Strauss was music director for the South African a cappella group Overtone
when they were discovered by Dina Eastwood. They went on to perform the soundtrack to Clint Eastwood's feature film Invictus (film).

Strauss has musically directed many full-scale theatre productions, including Sweeney Todd (FrenchWoods, New York City), South African Best New Musical 2003 award winner Mercury Rising, Big Top Burlesque, Somebody To Love, Jacques Brel Is Alive And Well And Living in Paris and Divas of Music and Dance.

Strauss conducted Disney's The Lion King (musical) in South Africa (2008), Taiwan (2009) and Singapore (2011) and on the official international tour spanning 8 countries and 3 continents from 2018 to 2023. He also worked with Oscar-winning director Julie Taymor, Grammy Award winner Lebo M and Tony Award winner Garth Fagan on revising "The Lion King" for its 10th Anniversary production.

From 2012 - 2013, Strauss starred in SugaRushed, a reality soap about him and his music producer partner, Bradley Africa, running a record label. The series was aired on TopTV in South Africa.

Strauss co-produced "Jacobsbaai", the first ever English-and-multi-African-language play in New York City, at the Cherry Lane Theatre.
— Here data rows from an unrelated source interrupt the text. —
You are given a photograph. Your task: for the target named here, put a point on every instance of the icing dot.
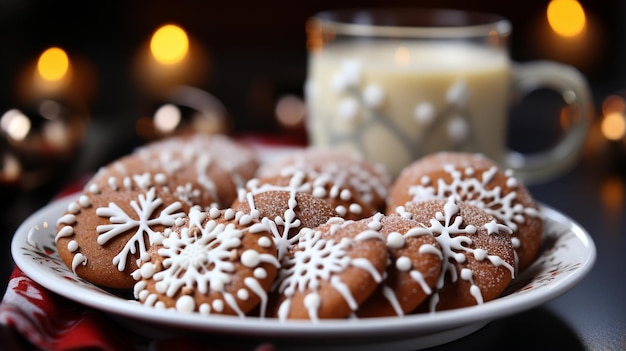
(260, 273)
(243, 294)
(459, 257)
(214, 213)
(229, 214)
(94, 189)
(72, 246)
(250, 258)
(160, 287)
(319, 192)
(73, 208)
(147, 270)
(204, 309)
(160, 178)
(185, 303)
(403, 263)
(511, 182)
(480, 254)
(466, 274)
(395, 240)
(345, 195)
(516, 242)
(355, 208)
(341, 210)
(113, 183)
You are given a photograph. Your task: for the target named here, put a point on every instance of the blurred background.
(250, 56)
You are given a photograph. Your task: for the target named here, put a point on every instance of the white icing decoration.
(454, 242)
(403, 263)
(185, 303)
(504, 207)
(320, 259)
(201, 257)
(348, 108)
(121, 222)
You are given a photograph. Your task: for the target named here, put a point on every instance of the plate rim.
(414, 325)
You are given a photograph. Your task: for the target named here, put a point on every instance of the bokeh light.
(53, 64)
(566, 17)
(169, 44)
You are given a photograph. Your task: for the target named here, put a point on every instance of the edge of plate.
(415, 324)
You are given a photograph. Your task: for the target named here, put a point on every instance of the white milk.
(396, 102)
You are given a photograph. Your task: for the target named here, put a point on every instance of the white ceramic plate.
(567, 255)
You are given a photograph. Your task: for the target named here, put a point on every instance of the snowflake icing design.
(454, 240)
(467, 187)
(201, 258)
(318, 260)
(282, 239)
(121, 222)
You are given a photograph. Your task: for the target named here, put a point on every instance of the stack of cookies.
(197, 224)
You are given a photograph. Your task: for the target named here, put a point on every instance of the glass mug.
(399, 84)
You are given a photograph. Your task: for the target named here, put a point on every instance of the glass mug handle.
(573, 87)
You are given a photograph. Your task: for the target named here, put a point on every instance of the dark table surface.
(591, 316)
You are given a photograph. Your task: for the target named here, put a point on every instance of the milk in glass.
(397, 101)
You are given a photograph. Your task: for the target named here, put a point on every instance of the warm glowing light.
(613, 103)
(15, 124)
(613, 126)
(53, 64)
(402, 56)
(566, 17)
(169, 44)
(167, 118)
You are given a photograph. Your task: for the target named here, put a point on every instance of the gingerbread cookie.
(218, 262)
(286, 212)
(412, 271)
(475, 179)
(354, 187)
(111, 225)
(217, 163)
(330, 272)
(478, 255)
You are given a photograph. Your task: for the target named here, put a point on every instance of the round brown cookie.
(110, 226)
(217, 262)
(478, 255)
(217, 163)
(412, 271)
(353, 186)
(330, 272)
(475, 179)
(285, 212)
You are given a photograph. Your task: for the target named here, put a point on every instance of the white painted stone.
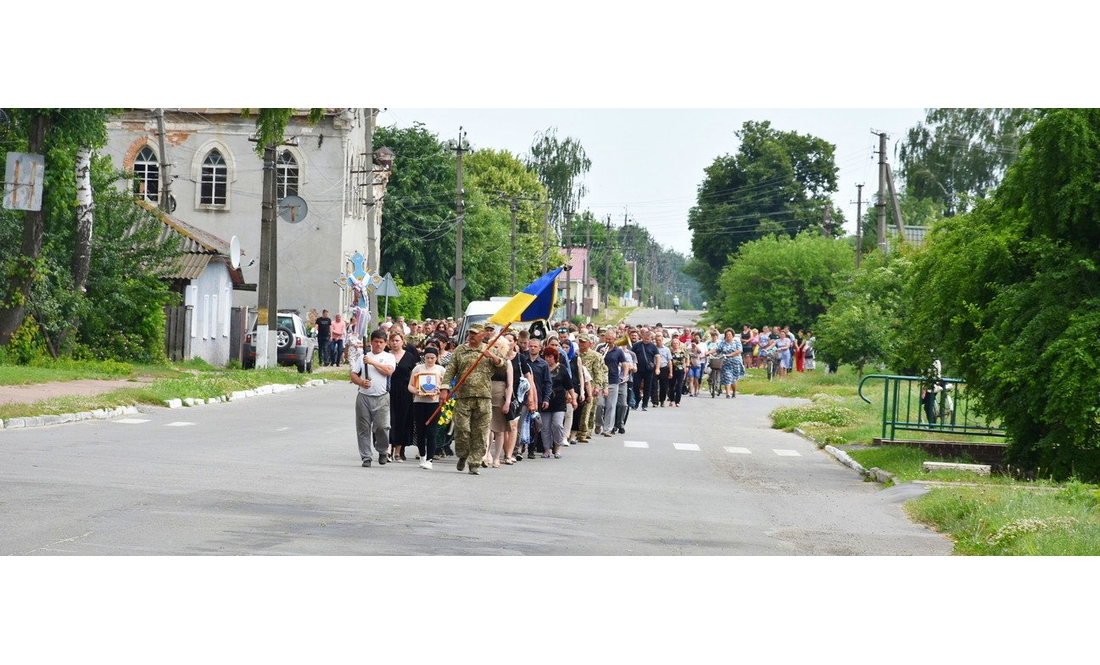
(981, 469)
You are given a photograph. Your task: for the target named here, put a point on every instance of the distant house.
(579, 287)
(215, 183)
(204, 275)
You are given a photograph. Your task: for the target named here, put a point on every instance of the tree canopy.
(1010, 295)
(782, 280)
(958, 155)
(778, 183)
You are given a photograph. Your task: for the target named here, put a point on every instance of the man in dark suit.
(645, 385)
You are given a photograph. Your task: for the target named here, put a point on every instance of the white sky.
(648, 163)
(568, 55)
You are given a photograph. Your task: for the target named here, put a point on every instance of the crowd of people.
(493, 400)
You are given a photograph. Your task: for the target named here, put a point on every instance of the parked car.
(480, 311)
(294, 345)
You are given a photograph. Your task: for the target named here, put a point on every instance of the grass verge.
(1000, 521)
(985, 516)
(152, 385)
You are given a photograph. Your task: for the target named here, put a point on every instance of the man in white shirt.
(371, 373)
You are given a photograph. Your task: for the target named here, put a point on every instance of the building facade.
(205, 162)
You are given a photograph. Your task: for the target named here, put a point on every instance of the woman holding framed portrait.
(424, 385)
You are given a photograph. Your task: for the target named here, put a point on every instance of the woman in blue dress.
(733, 367)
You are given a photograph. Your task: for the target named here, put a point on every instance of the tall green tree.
(1011, 295)
(957, 156)
(504, 180)
(58, 134)
(782, 280)
(561, 165)
(778, 183)
(418, 225)
(859, 328)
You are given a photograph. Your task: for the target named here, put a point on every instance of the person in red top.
(336, 342)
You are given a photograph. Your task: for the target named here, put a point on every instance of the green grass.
(985, 516)
(153, 385)
(999, 521)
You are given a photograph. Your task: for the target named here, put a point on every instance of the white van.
(479, 311)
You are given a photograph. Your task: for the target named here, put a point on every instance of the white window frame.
(199, 161)
(147, 167)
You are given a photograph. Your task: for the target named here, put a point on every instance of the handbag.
(514, 408)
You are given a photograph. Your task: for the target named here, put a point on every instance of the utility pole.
(460, 206)
(607, 269)
(587, 257)
(165, 166)
(266, 301)
(882, 192)
(859, 222)
(546, 240)
(893, 197)
(515, 208)
(570, 296)
(373, 228)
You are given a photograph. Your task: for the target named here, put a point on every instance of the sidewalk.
(33, 392)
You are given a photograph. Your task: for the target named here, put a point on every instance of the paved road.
(664, 317)
(279, 474)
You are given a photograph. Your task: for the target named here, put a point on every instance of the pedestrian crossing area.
(729, 449)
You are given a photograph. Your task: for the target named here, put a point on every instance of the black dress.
(400, 399)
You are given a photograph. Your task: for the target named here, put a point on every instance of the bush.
(828, 414)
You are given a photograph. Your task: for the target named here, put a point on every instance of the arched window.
(215, 180)
(286, 176)
(146, 175)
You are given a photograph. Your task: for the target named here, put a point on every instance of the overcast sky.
(648, 163)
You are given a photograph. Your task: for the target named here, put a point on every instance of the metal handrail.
(950, 408)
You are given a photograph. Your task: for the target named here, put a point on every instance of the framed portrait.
(426, 383)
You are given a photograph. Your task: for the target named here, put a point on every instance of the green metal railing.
(905, 408)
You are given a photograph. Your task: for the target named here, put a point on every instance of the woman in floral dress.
(733, 367)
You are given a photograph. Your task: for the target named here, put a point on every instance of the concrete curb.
(37, 421)
(873, 474)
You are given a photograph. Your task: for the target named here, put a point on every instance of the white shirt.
(378, 380)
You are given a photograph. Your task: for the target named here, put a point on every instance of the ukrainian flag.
(534, 302)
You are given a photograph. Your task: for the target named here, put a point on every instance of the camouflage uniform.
(597, 368)
(473, 406)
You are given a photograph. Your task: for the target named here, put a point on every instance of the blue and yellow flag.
(534, 302)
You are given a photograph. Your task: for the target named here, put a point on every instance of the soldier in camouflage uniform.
(597, 388)
(474, 397)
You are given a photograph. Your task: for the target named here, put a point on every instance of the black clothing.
(646, 353)
(400, 399)
(561, 385)
(542, 385)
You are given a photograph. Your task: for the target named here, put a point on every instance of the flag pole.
(465, 374)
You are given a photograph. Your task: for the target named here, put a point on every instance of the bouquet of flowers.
(447, 413)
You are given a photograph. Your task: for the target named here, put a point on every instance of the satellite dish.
(234, 252)
(293, 209)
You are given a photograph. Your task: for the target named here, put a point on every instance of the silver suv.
(294, 346)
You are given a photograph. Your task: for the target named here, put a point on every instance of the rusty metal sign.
(22, 181)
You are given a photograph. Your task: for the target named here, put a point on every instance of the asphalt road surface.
(279, 475)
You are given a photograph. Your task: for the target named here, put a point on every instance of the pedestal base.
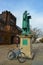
(26, 44)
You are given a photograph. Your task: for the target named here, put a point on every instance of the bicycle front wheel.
(10, 55)
(21, 57)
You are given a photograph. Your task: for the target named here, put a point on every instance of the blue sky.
(17, 7)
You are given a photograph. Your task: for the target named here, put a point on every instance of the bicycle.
(12, 54)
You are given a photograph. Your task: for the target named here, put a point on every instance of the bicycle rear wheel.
(21, 57)
(10, 55)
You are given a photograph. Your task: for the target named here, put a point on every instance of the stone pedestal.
(26, 45)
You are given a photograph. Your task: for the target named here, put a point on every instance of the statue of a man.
(25, 23)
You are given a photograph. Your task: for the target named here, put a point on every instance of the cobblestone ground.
(38, 58)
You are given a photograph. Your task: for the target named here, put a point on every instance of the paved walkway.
(38, 58)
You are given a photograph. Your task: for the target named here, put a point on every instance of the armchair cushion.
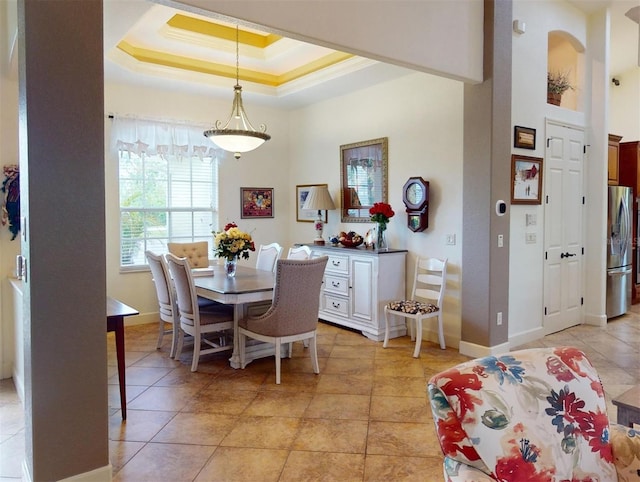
(535, 415)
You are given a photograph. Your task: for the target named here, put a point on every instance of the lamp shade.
(319, 198)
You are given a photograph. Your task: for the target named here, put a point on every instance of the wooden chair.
(429, 283)
(193, 320)
(166, 299)
(197, 253)
(268, 254)
(293, 315)
(299, 252)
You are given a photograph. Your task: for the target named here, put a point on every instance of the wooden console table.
(628, 407)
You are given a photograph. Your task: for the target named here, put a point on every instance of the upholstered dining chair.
(293, 315)
(299, 252)
(197, 253)
(531, 415)
(429, 283)
(267, 256)
(166, 299)
(195, 321)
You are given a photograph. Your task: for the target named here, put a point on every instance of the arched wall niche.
(565, 54)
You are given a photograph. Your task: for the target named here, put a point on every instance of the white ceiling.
(143, 22)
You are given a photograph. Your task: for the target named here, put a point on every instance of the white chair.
(426, 301)
(293, 314)
(193, 320)
(197, 253)
(166, 299)
(299, 252)
(268, 254)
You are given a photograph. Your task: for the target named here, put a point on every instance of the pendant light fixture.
(237, 135)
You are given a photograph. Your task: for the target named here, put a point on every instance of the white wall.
(422, 117)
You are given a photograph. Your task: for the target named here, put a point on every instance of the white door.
(563, 214)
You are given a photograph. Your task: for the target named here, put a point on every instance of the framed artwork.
(256, 202)
(524, 137)
(526, 180)
(306, 215)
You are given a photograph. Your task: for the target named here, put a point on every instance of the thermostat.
(501, 208)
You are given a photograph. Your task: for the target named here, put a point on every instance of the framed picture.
(306, 215)
(257, 202)
(526, 180)
(524, 137)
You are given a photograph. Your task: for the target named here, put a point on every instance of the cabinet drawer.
(338, 264)
(335, 304)
(335, 284)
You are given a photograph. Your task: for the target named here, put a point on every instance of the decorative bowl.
(352, 243)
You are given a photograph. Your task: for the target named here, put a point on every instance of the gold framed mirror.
(363, 178)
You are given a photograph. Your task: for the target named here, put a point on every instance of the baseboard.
(478, 351)
(103, 474)
(526, 337)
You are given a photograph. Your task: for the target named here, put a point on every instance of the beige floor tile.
(196, 429)
(278, 404)
(322, 435)
(403, 439)
(400, 409)
(262, 432)
(339, 406)
(325, 467)
(214, 400)
(238, 464)
(174, 462)
(140, 426)
(384, 468)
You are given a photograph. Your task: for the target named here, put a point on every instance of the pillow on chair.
(196, 253)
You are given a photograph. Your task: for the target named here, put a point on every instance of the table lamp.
(320, 199)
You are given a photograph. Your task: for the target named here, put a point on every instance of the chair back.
(296, 297)
(185, 289)
(299, 252)
(164, 287)
(533, 414)
(197, 253)
(268, 254)
(430, 280)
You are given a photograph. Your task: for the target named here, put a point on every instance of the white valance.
(154, 137)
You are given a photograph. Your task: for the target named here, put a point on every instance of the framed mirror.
(363, 178)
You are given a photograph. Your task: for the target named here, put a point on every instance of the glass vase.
(230, 266)
(381, 238)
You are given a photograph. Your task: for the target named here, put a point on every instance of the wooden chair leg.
(416, 352)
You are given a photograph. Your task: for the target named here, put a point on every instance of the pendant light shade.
(237, 135)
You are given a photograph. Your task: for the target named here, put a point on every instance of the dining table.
(248, 286)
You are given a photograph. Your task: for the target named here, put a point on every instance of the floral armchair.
(531, 415)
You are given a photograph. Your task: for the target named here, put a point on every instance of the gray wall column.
(62, 180)
(486, 179)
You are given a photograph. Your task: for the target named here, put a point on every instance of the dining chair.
(268, 254)
(429, 283)
(293, 314)
(197, 253)
(166, 299)
(195, 321)
(299, 252)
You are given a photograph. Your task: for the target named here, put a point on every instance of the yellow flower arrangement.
(231, 243)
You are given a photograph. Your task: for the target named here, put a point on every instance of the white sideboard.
(357, 284)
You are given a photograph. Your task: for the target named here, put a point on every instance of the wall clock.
(415, 195)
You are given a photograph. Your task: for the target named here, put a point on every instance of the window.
(162, 200)
(168, 188)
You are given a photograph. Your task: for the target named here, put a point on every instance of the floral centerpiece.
(381, 213)
(231, 243)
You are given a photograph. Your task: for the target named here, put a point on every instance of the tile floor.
(364, 418)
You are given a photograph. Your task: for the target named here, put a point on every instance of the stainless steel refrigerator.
(619, 254)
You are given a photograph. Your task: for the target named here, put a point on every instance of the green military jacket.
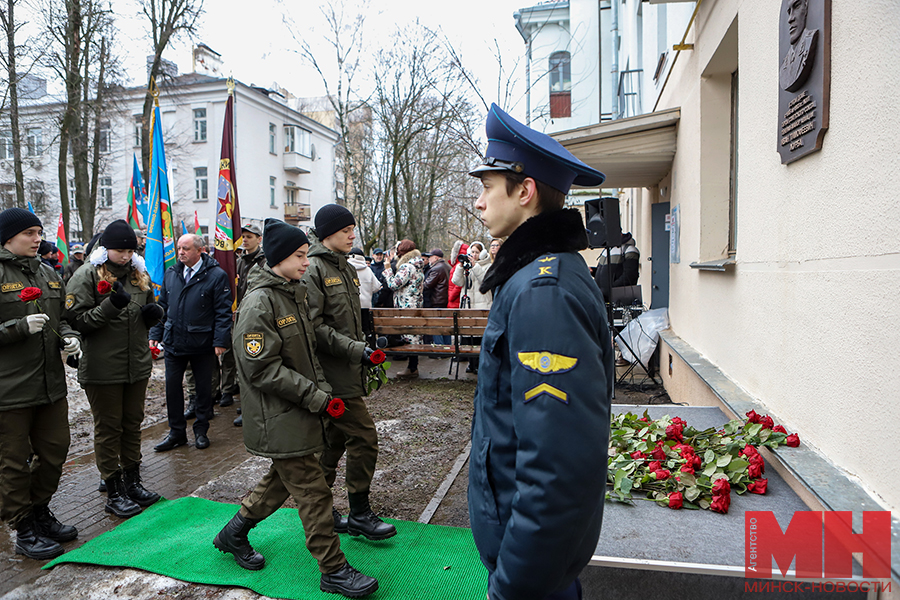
(31, 367)
(333, 291)
(114, 341)
(283, 390)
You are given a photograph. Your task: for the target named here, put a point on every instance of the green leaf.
(738, 464)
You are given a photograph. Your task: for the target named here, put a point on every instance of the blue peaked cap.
(516, 148)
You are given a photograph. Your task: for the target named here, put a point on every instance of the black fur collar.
(544, 233)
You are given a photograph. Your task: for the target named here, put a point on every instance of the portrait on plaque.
(804, 76)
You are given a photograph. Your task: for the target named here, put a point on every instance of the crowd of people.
(293, 350)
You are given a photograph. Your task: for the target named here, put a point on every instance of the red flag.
(228, 219)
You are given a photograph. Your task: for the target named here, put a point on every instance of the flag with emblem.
(61, 242)
(228, 218)
(160, 251)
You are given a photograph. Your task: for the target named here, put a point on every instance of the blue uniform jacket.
(537, 474)
(197, 315)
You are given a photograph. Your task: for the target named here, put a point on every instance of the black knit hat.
(118, 235)
(280, 240)
(331, 218)
(14, 221)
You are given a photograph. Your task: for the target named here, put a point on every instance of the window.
(6, 145)
(137, 130)
(36, 194)
(199, 124)
(105, 192)
(560, 85)
(105, 137)
(201, 185)
(34, 141)
(296, 140)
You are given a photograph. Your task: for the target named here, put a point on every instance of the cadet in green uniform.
(111, 304)
(333, 291)
(285, 398)
(34, 414)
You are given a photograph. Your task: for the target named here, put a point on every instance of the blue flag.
(160, 251)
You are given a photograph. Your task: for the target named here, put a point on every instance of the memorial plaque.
(804, 76)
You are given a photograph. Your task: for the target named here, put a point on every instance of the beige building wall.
(807, 321)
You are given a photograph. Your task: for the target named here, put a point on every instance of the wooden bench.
(454, 322)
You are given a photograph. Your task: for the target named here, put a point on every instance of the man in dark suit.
(196, 328)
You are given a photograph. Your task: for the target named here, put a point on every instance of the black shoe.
(33, 545)
(233, 539)
(48, 526)
(135, 490)
(348, 582)
(172, 441)
(362, 521)
(340, 522)
(117, 500)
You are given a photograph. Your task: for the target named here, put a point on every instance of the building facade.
(284, 161)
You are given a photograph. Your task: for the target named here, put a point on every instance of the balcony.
(294, 213)
(294, 162)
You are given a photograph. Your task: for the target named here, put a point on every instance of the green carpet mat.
(174, 538)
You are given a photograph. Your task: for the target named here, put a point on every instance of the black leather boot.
(117, 500)
(135, 490)
(233, 539)
(362, 521)
(340, 522)
(47, 525)
(33, 545)
(348, 582)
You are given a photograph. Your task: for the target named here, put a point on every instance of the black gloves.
(151, 313)
(120, 298)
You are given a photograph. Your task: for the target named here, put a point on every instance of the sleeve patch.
(546, 362)
(548, 389)
(285, 321)
(253, 343)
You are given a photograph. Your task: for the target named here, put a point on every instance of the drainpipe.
(518, 17)
(614, 90)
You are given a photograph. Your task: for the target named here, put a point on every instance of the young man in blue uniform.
(537, 477)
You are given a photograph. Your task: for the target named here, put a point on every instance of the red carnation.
(721, 503)
(29, 294)
(335, 408)
(676, 500)
(758, 486)
(721, 487)
(661, 474)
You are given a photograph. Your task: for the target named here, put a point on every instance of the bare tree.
(168, 20)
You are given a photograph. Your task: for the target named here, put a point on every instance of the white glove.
(72, 347)
(36, 322)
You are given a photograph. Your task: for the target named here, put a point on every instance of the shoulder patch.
(285, 321)
(546, 362)
(253, 343)
(548, 389)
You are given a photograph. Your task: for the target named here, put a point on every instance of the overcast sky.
(257, 49)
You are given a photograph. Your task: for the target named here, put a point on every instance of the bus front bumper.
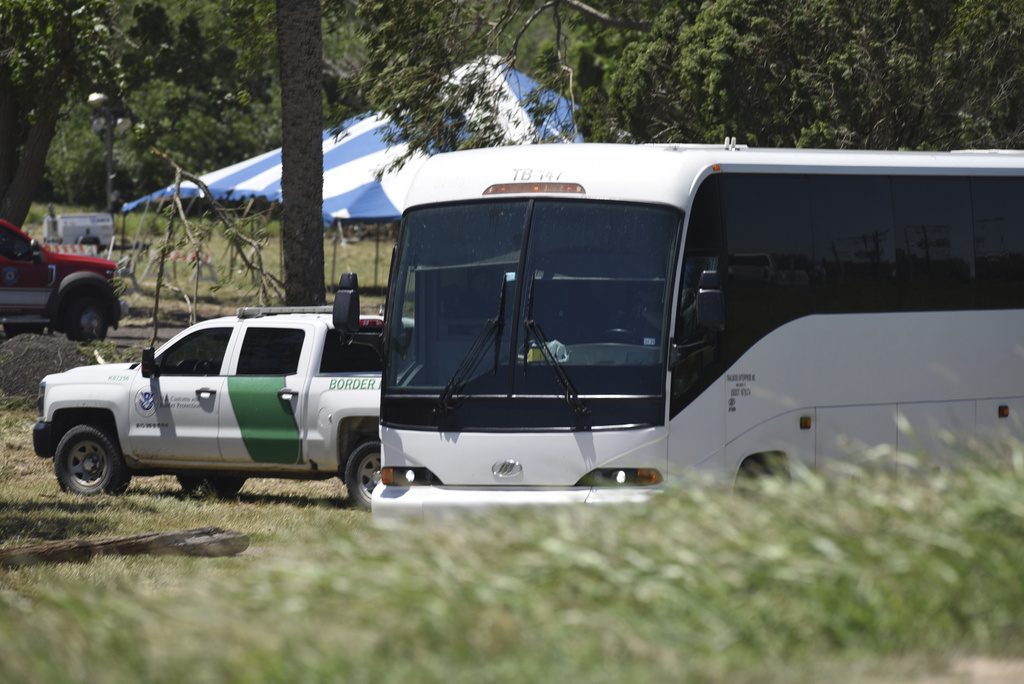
(427, 503)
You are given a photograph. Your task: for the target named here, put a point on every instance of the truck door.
(174, 416)
(260, 419)
(25, 280)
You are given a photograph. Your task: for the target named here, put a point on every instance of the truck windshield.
(587, 280)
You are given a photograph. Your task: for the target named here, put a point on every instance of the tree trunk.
(300, 55)
(16, 200)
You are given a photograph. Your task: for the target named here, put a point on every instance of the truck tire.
(85, 318)
(88, 462)
(363, 471)
(221, 486)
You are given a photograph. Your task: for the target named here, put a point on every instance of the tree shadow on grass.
(73, 518)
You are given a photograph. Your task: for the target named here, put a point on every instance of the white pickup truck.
(271, 392)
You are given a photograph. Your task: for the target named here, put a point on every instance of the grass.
(864, 578)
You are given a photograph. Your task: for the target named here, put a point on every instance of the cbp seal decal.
(9, 275)
(146, 401)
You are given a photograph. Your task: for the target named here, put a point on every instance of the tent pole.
(334, 252)
(377, 252)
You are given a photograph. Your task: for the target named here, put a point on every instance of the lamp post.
(110, 117)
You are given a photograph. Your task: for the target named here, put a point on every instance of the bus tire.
(759, 466)
(87, 461)
(363, 471)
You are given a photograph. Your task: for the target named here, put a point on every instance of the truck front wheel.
(87, 461)
(363, 472)
(85, 318)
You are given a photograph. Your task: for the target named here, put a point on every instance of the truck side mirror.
(346, 304)
(711, 302)
(148, 366)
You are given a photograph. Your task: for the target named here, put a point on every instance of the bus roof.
(665, 173)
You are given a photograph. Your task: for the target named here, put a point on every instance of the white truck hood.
(114, 373)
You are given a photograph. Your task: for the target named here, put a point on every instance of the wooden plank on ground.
(200, 542)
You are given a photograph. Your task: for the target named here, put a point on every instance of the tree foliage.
(51, 52)
(872, 74)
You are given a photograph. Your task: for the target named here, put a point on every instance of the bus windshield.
(511, 298)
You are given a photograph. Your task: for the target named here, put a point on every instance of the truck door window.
(270, 351)
(340, 357)
(198, 354)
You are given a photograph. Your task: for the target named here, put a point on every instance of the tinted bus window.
(769, 260)
(700, 349)
(998, 241)
(934, 245)
(854, 247)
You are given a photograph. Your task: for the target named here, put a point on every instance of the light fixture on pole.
(110, 117)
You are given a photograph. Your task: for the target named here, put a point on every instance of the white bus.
(586, 323)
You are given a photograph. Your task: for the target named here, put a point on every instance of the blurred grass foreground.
(867, 576)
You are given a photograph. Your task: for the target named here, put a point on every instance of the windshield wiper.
(493, 327)
(534, 329)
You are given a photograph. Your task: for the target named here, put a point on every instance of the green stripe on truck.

He co-produced and co-presented the "Outspoken" radio show, which aired across Sub-Saharan Africa.

Strauss composed, performed and produced the song "Hidroponies" by his band "ZombieVampire", as well as directing the music video. The music video was in the official selection of the Out Twin Cities International Film Festival in Minneapolis in 2012.

Strauss has starred as TV actor in the South African soaps "Scandal" and "Villa Rosa" (2011) and the drama series "Intersexions", as well as acting in Canadian film director Bruce LaBruce's "X-Homes".

Strauss was one of the faces of Mustang Jeans and Underwear (2011 worldwide campaign) shot by Danish photographer Klaus Thymann.

Strauss has performed for Oprah Winfrey, Celine Dion, Elton John, Morgan Freeman, Clint Eastwood, Matt Damon and Nelson Mandela.

The "Skycave" property, created by Strauss, was awarded as one of the Favourite Homes of 2023 on SABC3's lifestyle TV show "The Insider SA".

Since 2021, Strauss has received positive reviews for his one-man grand piano show "Dreamland" which has toured South Africa and Australia.

His third solo art exhibition "SEEING IN THE DARK" is touring Australia and South Africa in 2025 and 2026 to significant media attention and critical acclaim.